Vivimos en un mundo de palabras y usamos los vocablos con distinta intencionalidad. Pero entre "el decir y el hacer" hay una enorme distancia; todo depende de la voluntad y la capacidad para llevar a la práctica las ideas.
El hombre de hoy en sus distintos roles puede "decir y hacer"; "no decir y hacer"; "no hacer y decir". En la primera instancia posee una gran ejecutividad y alto impacto: "dice y hace" al mismo tiempo pero esto entraña un peligro, puede decirlo sin pensar y hacerlo impulsivamente, por lo tanto deja el éxito lanzado al azar.
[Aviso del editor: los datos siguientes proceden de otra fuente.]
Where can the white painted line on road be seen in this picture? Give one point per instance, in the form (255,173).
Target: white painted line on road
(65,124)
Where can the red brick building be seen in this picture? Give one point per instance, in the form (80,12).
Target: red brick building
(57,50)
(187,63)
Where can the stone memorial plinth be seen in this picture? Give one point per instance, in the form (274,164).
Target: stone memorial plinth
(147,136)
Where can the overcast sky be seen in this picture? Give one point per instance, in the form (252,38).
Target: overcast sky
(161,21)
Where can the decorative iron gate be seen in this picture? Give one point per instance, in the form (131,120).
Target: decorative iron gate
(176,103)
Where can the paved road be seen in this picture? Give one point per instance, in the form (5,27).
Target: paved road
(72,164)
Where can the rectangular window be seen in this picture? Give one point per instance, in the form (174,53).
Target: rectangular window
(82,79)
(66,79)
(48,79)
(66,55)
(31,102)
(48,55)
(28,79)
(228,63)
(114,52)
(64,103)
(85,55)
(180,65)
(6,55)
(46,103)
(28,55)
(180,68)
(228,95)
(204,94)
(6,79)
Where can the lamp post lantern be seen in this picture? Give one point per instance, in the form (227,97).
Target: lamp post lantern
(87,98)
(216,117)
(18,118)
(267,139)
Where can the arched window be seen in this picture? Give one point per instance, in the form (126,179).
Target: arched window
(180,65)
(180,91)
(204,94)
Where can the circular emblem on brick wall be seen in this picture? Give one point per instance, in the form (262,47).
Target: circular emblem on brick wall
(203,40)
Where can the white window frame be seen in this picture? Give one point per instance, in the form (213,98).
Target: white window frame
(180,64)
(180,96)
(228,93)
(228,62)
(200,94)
Puede decirlo, meditar lo que ha dicho y luego concretarlo estratégicamente. La preparación y el plan prevén el no fracaso.
Pero para la discursividad política, materializar a corto plazo hechos tangibles, concretos, necesarios convierte a las palabras en imagen positiva.
El "no decir y hacer" entraña dos direcciones opuestas: una, benéfica: el que hace algo efectuando una obra de bien y la realiza calladamente. Y otra que remite a la omisión para resguardar secretos que lo comprometa, dejando lugar a dudas en la conducta.
Finalmente, "no hacer y decir" ya resulta tan común para la gente que no es asombroso porque la pereza y el ocio invaden y frenan cualquier buen proyecto.
Estas tres posiciones que nos obligan a repensar la vida nos deben llevar desde la mera preocupación a la ocupación más enérgica y a no contradecir con los hechos lo dicho, lo prometido, lo expuesto públicamente.
La palabra es una construcción pero la práctica la hace real, le da continente y contenido y nos hace creíbles; confiables en un mundo donde eso carece ya casi de significado. Frases como: "honrar la palabra"; "cumplir lo prometido"… no deben caer en un rincón vacío. El silencio no ayuda, tampoco la verborragia inútil.
Entre el decir y el hacer, la dimensión humana de la responsabilidad social debe importarnos a todos por que un
hombre sin metas, sin propósitos alcanzables y posibles se pierde en un mundo de palabras al que no logra llenar de sentido y trascendencia.